Statement of Innovation
   The Back Country marks its territory in the videogame zeitgeist by peeing on the expectation of what a colony sim is. It deliberately subverts the typical focus of detached optimization, and instead emphasizes the beauty of cultural exchange and religious osmosis.
   Mainstream colony sims often put players in the disembodied 3rd person god position, enacting an all consuming, perpetual loop of gathering resources to build bigger, better, more automated colonies of people. The Back Country’s campaign is based around the player being a character, not a god, using its psionic powers to guide the creatures it co-exists with to the ultimate goal of a self-perpetuating animal society. The Back Country has a deliberate end. The intention is fulfillment through shepherding the creatures into self-sufficiency while observing the beauty of their progression over time. 
   To represent cultural exchange to the extreme, we’ve eliminated reproductive boundaries between species and sexes, facilitating fantastical genetic chaos. A single animal might be a carrier in one reproductive episode and a fertilizer in the next. A child will have the model of their carrier parent and belong to their clan, but have the texture of their fertilizer parent. Furry alligators, scaly pigs, and naked pink wolves will abound.

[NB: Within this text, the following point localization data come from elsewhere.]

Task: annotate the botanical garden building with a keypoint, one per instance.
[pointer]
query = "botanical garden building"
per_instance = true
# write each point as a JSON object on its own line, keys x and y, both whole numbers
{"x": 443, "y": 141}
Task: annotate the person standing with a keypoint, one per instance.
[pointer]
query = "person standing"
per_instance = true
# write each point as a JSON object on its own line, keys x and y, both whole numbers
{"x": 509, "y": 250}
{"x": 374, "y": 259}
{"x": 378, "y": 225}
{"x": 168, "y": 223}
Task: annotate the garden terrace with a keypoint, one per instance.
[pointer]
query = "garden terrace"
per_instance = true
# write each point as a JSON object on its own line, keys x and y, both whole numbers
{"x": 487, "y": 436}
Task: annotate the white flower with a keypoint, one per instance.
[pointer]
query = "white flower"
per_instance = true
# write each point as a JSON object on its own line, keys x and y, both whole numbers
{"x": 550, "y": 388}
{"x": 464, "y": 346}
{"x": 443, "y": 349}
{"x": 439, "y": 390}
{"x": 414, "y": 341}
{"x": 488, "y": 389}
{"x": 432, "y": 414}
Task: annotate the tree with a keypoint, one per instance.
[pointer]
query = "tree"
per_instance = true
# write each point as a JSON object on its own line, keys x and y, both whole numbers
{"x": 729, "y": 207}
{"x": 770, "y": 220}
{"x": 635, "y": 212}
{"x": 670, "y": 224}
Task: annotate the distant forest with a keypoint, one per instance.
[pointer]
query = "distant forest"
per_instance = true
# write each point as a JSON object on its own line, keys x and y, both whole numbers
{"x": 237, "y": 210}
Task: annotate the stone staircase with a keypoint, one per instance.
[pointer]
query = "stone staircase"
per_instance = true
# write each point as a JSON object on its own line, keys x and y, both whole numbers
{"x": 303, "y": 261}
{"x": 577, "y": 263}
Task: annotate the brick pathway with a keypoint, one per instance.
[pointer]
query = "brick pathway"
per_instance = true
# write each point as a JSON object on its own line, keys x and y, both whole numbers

   The Back Country’s interest in mutual spiritual comprehension between groups was not part of the initial schematic of the game, but grew from each development team member’s unique spiritual lens. Abby, our lead, is Jewish and our art director, Roy, is Christian. Throughout the process of development and getting to know one another, we’ve learned about how our perceptions of the world vary due to our religious upbringings, and have brought our differing lived experiences to the fantastical world we’ve built together.